# Whoosh demo application

## Overview

This is a version of the quick demo application I made for my PyCon 2013 presentation.

The demo source has two halves. It contains code to index the Python documentation, and a simple Flask web app to search and inspect a Whoosh index.

THE CODE IN THIS REPOSITORY IS RELEASED INTO THE PUBLIC DOMAIN.

## Requirements

• Whoosh search library.
• Mako templating engine.
• tzellman's Flask Mako plugin to integrate Mako with Flask. NOTE: the Flask-Mako package on PyPI will not work.
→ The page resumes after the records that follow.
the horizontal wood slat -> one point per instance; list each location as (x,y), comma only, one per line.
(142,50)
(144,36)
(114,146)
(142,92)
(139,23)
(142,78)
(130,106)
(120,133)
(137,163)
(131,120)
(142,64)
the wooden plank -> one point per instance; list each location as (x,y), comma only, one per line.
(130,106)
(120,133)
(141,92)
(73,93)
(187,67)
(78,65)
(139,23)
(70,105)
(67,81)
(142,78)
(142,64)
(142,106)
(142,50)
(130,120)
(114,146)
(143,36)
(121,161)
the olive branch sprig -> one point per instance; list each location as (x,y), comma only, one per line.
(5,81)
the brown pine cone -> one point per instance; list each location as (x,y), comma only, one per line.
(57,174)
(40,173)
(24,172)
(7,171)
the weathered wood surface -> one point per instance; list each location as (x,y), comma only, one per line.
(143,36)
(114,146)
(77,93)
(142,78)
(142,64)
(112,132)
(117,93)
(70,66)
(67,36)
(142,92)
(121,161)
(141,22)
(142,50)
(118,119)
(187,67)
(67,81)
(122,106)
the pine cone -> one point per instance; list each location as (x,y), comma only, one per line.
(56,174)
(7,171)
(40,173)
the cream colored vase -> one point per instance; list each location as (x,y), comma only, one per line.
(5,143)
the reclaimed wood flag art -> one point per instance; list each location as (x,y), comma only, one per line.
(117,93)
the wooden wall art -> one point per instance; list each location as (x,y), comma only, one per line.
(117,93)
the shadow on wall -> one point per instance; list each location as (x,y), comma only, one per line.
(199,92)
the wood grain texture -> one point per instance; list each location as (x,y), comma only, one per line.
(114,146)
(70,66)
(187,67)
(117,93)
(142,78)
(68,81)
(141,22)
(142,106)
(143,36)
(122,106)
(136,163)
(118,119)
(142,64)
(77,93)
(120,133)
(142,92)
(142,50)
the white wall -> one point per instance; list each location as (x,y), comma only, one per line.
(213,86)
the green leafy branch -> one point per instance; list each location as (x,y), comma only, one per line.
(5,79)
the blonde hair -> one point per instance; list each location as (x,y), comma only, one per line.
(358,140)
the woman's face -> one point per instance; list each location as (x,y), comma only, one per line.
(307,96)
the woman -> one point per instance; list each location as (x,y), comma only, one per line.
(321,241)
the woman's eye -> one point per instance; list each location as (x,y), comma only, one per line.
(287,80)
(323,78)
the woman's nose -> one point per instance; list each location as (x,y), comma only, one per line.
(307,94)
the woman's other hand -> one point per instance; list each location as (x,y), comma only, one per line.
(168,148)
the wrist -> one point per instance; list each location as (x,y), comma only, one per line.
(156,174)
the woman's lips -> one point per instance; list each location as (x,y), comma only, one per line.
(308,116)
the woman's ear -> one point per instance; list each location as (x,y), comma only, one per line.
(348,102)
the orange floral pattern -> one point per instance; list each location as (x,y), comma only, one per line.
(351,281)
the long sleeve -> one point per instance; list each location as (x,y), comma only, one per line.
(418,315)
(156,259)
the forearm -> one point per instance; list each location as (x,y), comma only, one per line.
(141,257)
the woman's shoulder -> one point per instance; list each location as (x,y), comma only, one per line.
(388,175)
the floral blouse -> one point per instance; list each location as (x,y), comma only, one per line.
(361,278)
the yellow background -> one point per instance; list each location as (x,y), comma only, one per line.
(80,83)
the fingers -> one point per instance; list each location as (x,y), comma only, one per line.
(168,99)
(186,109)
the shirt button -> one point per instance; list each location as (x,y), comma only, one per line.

## Get the demo source code

Use Mercurial to clone the demo source code:

% hg clone https://bitbucket.org/mchaput/whoosh-demo
% cd whoosh-demo


## Index the Python documentation

Use Mercurial to fetch the Python source code (this can take a while):

% hg clone http://hg.python.org/cpython


The demo code includes the ability to search by revision number and/or date (to show the use of NUMERIC and DATETIME fields). Use the list_revisions.py script to generate a file mapping filenames to revision numbers:

% python scripts/list_revisions.py cpython/Doc >revs.txt


Run the index_python.py script to index the Python documentation:

% mkdir index
% python scripts/index_python.py cpython/Doc index revs.txt


The index has the following fields.

• path - the path to the document.
• title - the document title.
• tgrams - the document title as N-grams.
• content - the document content (including the title).
• chapter - the directory name containing the document.
• size - the size of the original file in bytes.
• rev - the Mercurial revision number in which the file was last committed.
• revised - the date of the revision in which the file was last committed.
• modref - a reference to a module. For example, searching for modref:hashlib will find files that reference the hashlib module.
• clsref - a reference to a class.
• funcref - a reference to a function.
• pep - a reference to a PEP.
• cls - the documentation for a class. For example, searching for cls:zipfile will find the documentation for the ZipFile class.
• mod - the documentation for a module.

## Start the web server

Set the WHOOSHINDEX environment variable to the index directory you want to search:

% export DEMOSOURCE=cpython/Doc
% export DEMOINDEX=index


On Windows:

> set demosource=cpython/Doc
> set whooshindex=index


Run the present.py script to start the web server:

% python present.py


In a browser go to the following address for the search interface:

http://127.0.0.1:5000/


There are two additional server apps available:

• http://127.0.0.1:5000/analyzer - choose a field and enter text to see the tokens produced by that field's analyzer.
• http://127.0.0.1:5000/lexicon - choose a field to see a list of all the indexed terms in that field. WARNING: can produce enourmous, slow-loading pages for fields with thousands of terms (such as tgrams).